Bonjour Thierry Mariani. Bonjour. Vladimir Poutine aura ce soir un souper en tête à tête avec François Hollande. Ce sera d'ailleurs le premier entretien de Poutine avec un dirigeant occidental depuis qu'il a annexé la Crimée et déstabilisé l'Ukraine aussi. Quel ton devrait adopter selon vous le président français ce soir face à son homologue russe ?
Le ton du dialogue parce que je pense que la Russie, j'allais dire fait, c'est géographique, c'est une vérité géographique mais fait partie de l'Europe. Nous avons d'énormes complémentarités, nous avons traversé une période de tension qui n'est loin d'être finie. Et nous avons je pense tout intérêt à dialoguer et non pas à parler à coup de sanction comme cela se fait depuis plusieurs semaines.

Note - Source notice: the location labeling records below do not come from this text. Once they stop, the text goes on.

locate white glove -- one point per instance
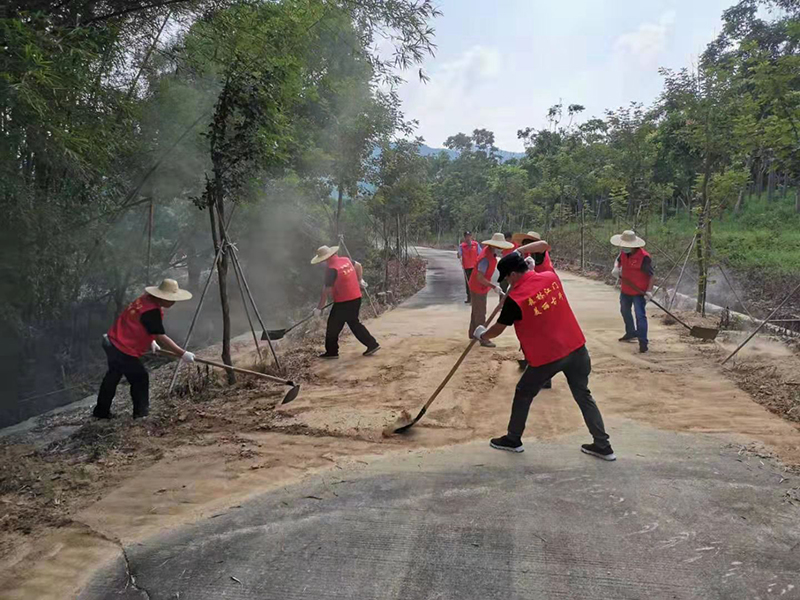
(478, 333)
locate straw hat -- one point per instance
(628, 239)
(168, 290)
(498, 241)
(518, 238)
(324, 253)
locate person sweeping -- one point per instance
(139, 329)
(553, 343)
(480, 282)
(343, 283)
(635, 267)
(468, 251)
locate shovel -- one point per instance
(290, 395)
(703, 333)
(276, 334)
(407, 426)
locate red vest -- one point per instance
(474, 284)
(347, 286)
(632, 271)
(548, 330)
(546, 265)
(510, 250)
(127, 333)
(469, 255)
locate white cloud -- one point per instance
(649, 40)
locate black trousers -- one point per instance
(119, 365)
(346, 313)
(468, 274)
(576, 366)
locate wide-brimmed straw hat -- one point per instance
(519, 238)
(498, 241)
(324, 253)
(168, 290)
(627, 239)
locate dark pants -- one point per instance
(638, 303)
(467, 275)
(341, 313)
(120, 364)
(576, 366)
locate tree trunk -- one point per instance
(340, 193)
(222, 271)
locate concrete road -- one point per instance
(677, 516)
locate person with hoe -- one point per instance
(480, 282)
(635, 269)
(343, 283)
(553, 343)
(137, 330)
(468, 251)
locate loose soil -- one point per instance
(200, 455)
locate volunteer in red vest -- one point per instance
(509, 238)
(553, 343)
(480, 282)
(343, 283)
(634, 267)
(139, 329)
(541, 259)
(468, 252)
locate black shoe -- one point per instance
(507, 444)
(595, 450)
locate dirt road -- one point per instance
(336, 424)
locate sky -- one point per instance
(501, 64)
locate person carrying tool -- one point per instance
(635, 269)
(343, 283)
(509, 238)
(480, 282)
(137, 330)
(468, 251)
(553, 343)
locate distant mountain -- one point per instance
(505, 155)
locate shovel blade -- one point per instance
(274, 334)
(291, 394)
(704, 333)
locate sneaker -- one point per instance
(371, 351)
(507, 444)
(595, 450)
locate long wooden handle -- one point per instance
(224, 366)
(460, 360)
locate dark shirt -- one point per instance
(152, 322)
(510, 313)
(330, 277)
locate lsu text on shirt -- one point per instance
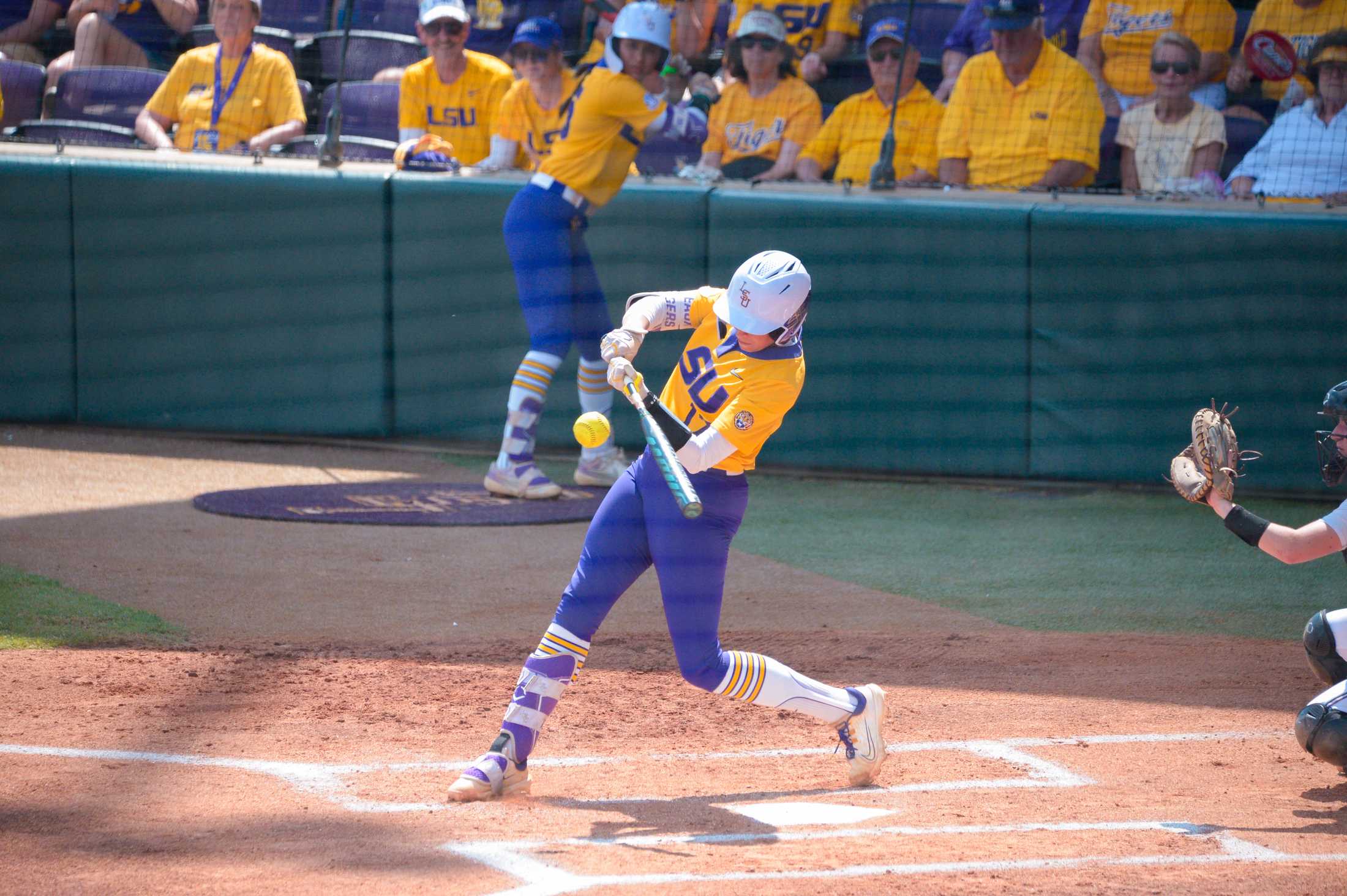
(523, 121)
(743, 125)
(1130, 28)
(852, 135)
(1299, 26)
(462, 112)
(1011, 135)
(602, 129)
(807, 23)
(267, 96)
(743, 397)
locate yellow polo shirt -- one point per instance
(852, 135)
(1012, 135)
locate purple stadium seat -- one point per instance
(367, 110)
(369, 53)
(110, 95)
(66, 131)
(23, 84)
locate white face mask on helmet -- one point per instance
(770, 293)
(643, 21)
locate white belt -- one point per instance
(553, 185)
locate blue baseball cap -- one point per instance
(539, 31)
(1011, 15)
(890, 29)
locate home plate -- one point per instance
(787, 814)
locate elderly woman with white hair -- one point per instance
(230, 96)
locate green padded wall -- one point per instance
(230, 298)
(37, 309)
(1143, 316)
(917, 338)
(459, 332)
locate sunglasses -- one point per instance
(1179, 68)
(453, 28)
(762, 43)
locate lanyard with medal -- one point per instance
(209, 141)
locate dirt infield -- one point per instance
(339, 677)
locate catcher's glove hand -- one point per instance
(1213, 460)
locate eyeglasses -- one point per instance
(453, 28)
(762, 43)
(1179, 68)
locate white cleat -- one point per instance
(490, 777)
(604, 469)
(520, 480)
(864, 739)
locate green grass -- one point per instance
(39, 613)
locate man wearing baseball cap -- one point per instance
(1024, 115)
(853, 134)
(456, 92)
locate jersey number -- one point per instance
(698, 372)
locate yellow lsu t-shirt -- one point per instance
(743, 125)
(535, 129)
(1130, 29)
(1302, 28)
(267, 95)
(462, 112)
(807, 23)
(602, 129)
(1012, 135)
(853, 134)
(744, 397)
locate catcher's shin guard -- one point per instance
(1322, 651)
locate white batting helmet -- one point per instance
(770, 293)
(643, 21)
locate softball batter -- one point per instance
(613, 108)
(741, 371)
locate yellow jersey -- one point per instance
(266, 96)
(1012, 135)
(741, 124)
(602, 129)
(1302, 28)
(853, 134)
(524, 122)
(462, 112)
(807, 23)
(1130, 29)
(743, 397)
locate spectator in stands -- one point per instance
(131, 32)
(1175, 143)
(22, 26)
(1302, 22)
(530, 116)
(972, 35)
(1024, 115)
(818, 32)
(1304, 152)
(767, 115)
(456, 94)
(1116, 42)
(230, 96)
(852, 135)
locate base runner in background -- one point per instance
(604, 123)
(738, 375)
(1322, 726)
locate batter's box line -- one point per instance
(328, 782)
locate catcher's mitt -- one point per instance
(1213, 460)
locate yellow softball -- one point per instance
(591, 429)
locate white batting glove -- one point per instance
(620, 344)
(618, 372)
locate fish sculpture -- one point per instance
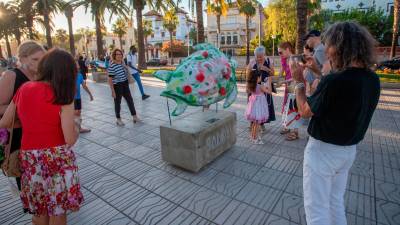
(205, 77)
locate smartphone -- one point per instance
(298, 58)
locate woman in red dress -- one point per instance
(49, 181)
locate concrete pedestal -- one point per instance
(194, 141)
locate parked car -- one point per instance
(157, 62)
(393, 64)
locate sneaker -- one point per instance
(144, 97)
(135, 119)
(84, 130)
(120, 123)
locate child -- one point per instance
(78, 102)
(257, 107)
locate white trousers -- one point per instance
(325, 171)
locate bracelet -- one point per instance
(299, 86)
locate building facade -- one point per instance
(233, 29)
(161, 35)
(87, 45)
(341, 5)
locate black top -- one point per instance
(83, 68)
(343, 105)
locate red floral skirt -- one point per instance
(49, 181)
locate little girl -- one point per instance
(257, 108)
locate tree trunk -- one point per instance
(200, 25)
(247, 40)
(9, 53)
(29, 24)
(141, 49)
(170, 47)
(99, 36)
(147, 52)
(71, 36)
(218, 30)
(395, 27)
(46, 18)
(18, 36)
(1, 53)
(301, 9)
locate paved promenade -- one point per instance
(125, 181)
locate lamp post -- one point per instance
(273, 45)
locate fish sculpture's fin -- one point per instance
(164, 75)
(180, 107)
(231, 97)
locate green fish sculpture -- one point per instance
(205, 77)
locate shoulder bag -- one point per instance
(11, 165)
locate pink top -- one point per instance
(285, 67)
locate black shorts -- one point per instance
(78, 104)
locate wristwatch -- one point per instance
(299, 85)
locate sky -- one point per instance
(83, 19)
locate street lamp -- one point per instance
(273, 45)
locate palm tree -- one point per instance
(147, 31)
(248, 9)
(46, 9)
(395, 27)
(18, 27)
(218, 8)
(138, 5)
(98, 8)
(301, 9)
(170, 22)
(119, 28)
(61, 36)
(69, 13)
(87, 34)
(30, 15)
(5, 25)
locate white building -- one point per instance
(233, 29)
(341, 5)
(87, 45)
(160, 35)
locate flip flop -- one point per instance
(292, 136)
(284, 131)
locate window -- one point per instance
(235, 39)
(229, 40)
(222, 40)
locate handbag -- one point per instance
(128, 75)
(11, 165)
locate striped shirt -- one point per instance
(117, 72)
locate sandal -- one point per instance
(284, 131)
(292, 136)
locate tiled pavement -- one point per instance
(126, 182)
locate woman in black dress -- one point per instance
(29, 55)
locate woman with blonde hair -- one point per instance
(29, 54)
(49, 182)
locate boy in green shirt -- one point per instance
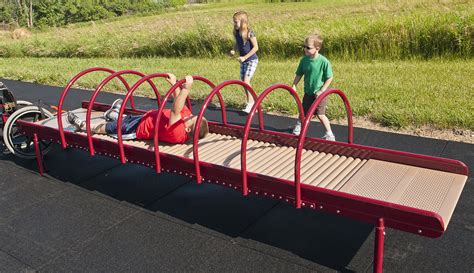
(317, 73)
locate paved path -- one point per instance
(92, 214)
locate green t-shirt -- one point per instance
(316, 71)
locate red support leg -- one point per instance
(379, 246)
(39, 154)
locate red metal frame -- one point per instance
(96, 93)
(69, 85)
(382, 214)
(208, 99)
(248, 123)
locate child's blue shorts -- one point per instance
(129, 125)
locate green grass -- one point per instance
(396, 94)
(353, 30)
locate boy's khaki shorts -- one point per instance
(308, 101)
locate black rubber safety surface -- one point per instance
(92, 214)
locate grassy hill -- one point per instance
(353, 29)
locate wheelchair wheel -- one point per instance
(20, 144)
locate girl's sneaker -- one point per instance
(112, 113)
(297, 129)
(247, 108)
(329, 136)
(75, 121)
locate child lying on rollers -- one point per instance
(176, 124)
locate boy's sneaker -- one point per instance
(74, 120)
(297, 129)
(330, 137)
(247, 108)
(112, 113)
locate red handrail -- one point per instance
(122, 108)
(66, 90)
(243, 151)
(160, 112)
(201, 114)
(304, 129)
(96, 93)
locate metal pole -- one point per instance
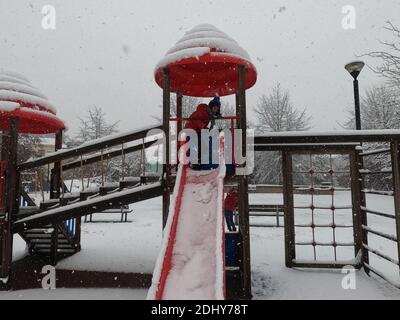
(357, 203)
(287, 173)
(357, 104)
(244, 190)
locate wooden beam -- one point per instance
(89, 207)
(12, 199)
(318, 137)
(179, 105)
(107, 155)
(166, 128)
(55, 182)
(87, 148)
(290, 247)
(395, 153)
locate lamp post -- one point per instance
(354, 68)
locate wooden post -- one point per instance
(287, 175)
(55, 184)
(179, 104)
(54, 245)
(11, 198)
(244, 224)
(356, 196)
(395, 152)
(167, 168)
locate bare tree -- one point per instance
(95, 125)
(390, 68)
(380, 109)
(276, 113)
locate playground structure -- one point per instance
(53, 230)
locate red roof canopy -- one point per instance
(208, 76)
(204, 63)
(32, 121)
(18, 98)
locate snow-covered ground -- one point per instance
(134, 246)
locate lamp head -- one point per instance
(354, 68)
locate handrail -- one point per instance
(106, 155)
(88, 147)
(327, 137)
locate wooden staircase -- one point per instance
(60, 238)
(41, 241)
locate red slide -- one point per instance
(191, 261)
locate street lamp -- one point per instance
(354, 68)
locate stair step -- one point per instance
(43, 235)
(59, 251)
(48, 246)
(44, 241)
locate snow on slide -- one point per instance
(191, 261)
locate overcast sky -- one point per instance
(103, 53)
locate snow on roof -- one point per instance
(15, 80)
(28, 98)
(13, 75)
(201, 40)
(8, 106)
(22, 88)
(40, 112)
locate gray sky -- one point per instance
(103, 53)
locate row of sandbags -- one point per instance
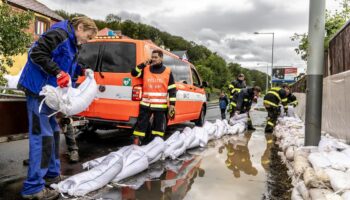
(318, 172)
(131, 160)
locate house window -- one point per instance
(41, 26)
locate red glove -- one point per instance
(62, 79)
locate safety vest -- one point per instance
(155, 88)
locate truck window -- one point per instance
(117, 57)
(181, 72)
(195, 78)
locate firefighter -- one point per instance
(244, 100)
(272, 101)
(158, 85)
(51, 61)
(234, 88)
(292, 99)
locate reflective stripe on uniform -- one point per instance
(274, 93)
(139, 72)
(158, 133)
(144, 103)
(156, 94)
(159, 105)
(147, 100)
(171, 86)
(270, 103)
(138, 133)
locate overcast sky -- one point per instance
(224, 26)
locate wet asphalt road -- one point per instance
(233, 167)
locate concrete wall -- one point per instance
(335, 106)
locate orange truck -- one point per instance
(119, 94)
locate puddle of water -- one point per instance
(231, 168)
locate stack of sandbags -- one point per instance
(131, 160)
(321, 172)
(97, 177)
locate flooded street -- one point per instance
(233, 167)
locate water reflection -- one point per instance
(171, 179)
(265, 158)
(238, 157)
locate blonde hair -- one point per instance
(88, 24)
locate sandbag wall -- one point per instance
(318, 173)
(131, 160)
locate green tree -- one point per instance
(13, 39)
(334, 21)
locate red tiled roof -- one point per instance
(36, 7)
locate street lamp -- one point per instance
(267, 78)
(273, 44)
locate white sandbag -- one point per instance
(241, 128)
(134, 162)
(310, 178)
(338, 160)
(189, 137)
(178, 152)
(12, 80)
(339, 180)
(175, 141)
(232, 130)
(320, 194)
(240, 116)
(290, 153)
(135, 182)
(93, 163)
(154, 149)
(319, 160)
(201, 135)
(85, 182)
(346, 152)
(220, 129)
(346, 195)
(296, 195)
(300, 162)
(303, 190)
(69, 100)
(322, 176)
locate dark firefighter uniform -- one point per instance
(292, 100)
(271, 102)
(234, 87)
(158, 84)
(243, 101)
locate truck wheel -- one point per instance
(200, 120)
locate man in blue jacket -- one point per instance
(52, 60)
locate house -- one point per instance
(43, 19)
(109, 32)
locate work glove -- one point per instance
(171, 112)
(62, 79)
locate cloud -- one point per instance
(224, 26)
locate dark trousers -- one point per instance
(143, 122)
(44, 141)
(223, 113)
(69, 134)
(272, 116)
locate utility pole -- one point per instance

Justement, le G7 hier soir a rappelé qu'au besoin il fallait aller crescendo dans les sanctions. La Russie est déjà mise au banc, isolée diplomatiquement et économiquement. Est-ce que c'est le type de menace qui peut contrecarrer les plans de Vladimir Poutine ?
Je ne pense pas. Je pense surtout que les sanctions qui depuis quelques semaines pèsent sur la Russie sont révélées humiliantes et inefficaces. Humiliantes parce que faire une sorte de liste noire où une série de proches du président ou de responsables économiques ou politiques sont désormais interdits aux Etats-Unis ou en Europe n'améliorant rien nos relations. Dangereuses aussi en matière économique parce que je rappelle que notamment la France a d'énormes intérêts avec la Russie. Nous avons 1200 entreprises françaises qui sont installées aujourd'hui en Russie. Nous sommes complémentaires en termes d'échanges, j'allais dire, d'intelligence et de matières premières.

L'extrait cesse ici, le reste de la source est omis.